Insert only strategy in HANA means when an existing row is updated, it is invalidated and no update to that row is made. However, it will insert (append) a new row with the updated entry and timestamp.

Advantages:

  1. Help in fast read access (OLAP).

  2. Does not require reordering and resorting.

  3. Less load to the system.



  1. Code push down:


Traditionally, we select (fetch) data from database layer to application layer and then do the data intense calculations in the application server only.

But in HANA data base, SAP suggests performing data intense calculation on the database layer itself. This is because the whole database now resides in RAM and processing the data in RAM is much faster.

  1. Data compression:


Data compression would aim at reducing the memory complexity. In data compression, for each distinct entity (field), it involves the mapping of distinct column values to consecutive numbers, so that instead of actual values being stored, the typically much smaller consecutive number is stored. This method or process is known dictionary compression. This will help to store the same data in relatively less memory.




  1. Massive Processing of data:


This would aim at reducing the time complexity.

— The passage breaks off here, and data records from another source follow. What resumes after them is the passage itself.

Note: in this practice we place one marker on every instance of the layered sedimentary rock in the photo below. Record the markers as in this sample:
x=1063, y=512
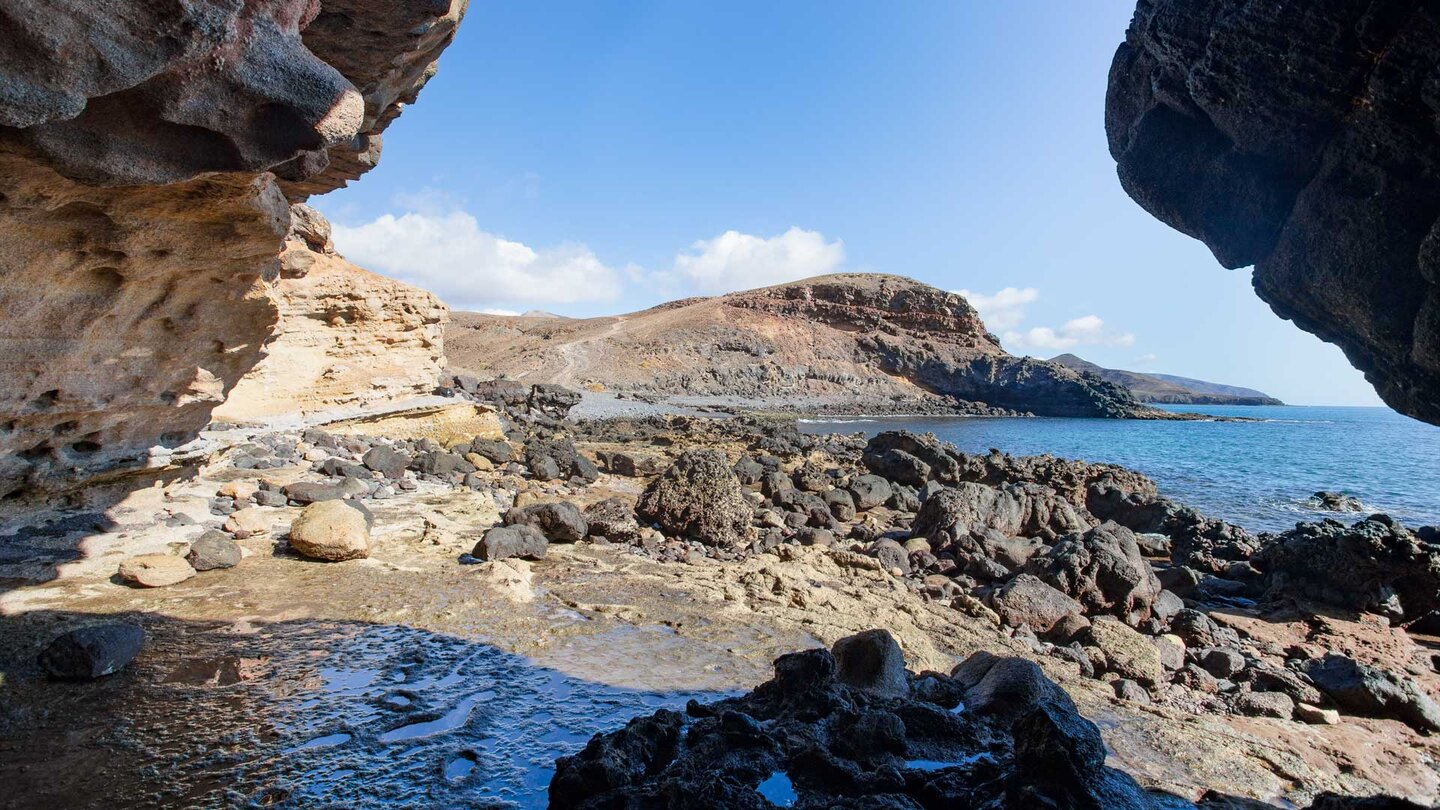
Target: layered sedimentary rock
x=1299, y=137
x=344, y=336
x=140, y=224
x=835, y=340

In this concept, a piece of work (for example a search query) is divided to multiple cores of the CPU so that run time of that piece of work can be minimized.


5.Code push down and its techniques:

The code-to-data paradigm is experienced in three levels or stages in SAP HANA each with increasing level of code complexity and performance:

  1. Transparent optimizations: Fast data access, Table buffer enhancements.

  2. Advanced SQL in ABAP: Open SQL enhancement, CDS Views

  3. SAP HANA Native Features: AMDP, Native SQL.


Bottom-up approach for development:

In Bottom-Up approach, we will be developing HANA Views and database procedures in HANA database itself and then consuming these DB specific artefacts in my ABAP layer (Application sever) using remote proxies.

This approach would obviously be faster since we are creating these artefacts in the database layer itself but there are few drawbacks of this approach:

  1. As an ABAP developer, we must work in two environments, HANA DB, where we create DB artefacts and ABAP to consume those artefacts as remote proxies. This also leads to data replication.

  2. We will have to bear the responsibility of keeping our HANA and ABAP artefacts in sync and take care of the life cycle management.



Top-down approach for development:

In top-down approach, we develop HANA based ABAP artefacts such as CDS Views and AMDP on the application layer itself and on activating them, this would create a HANA (database) view automatically on the HANA server.


The main advantage of Top-down approach is that only corresponding HANA based ABAP artefacts needs to be transported by the standard transport system. No HANA delivery unit is required.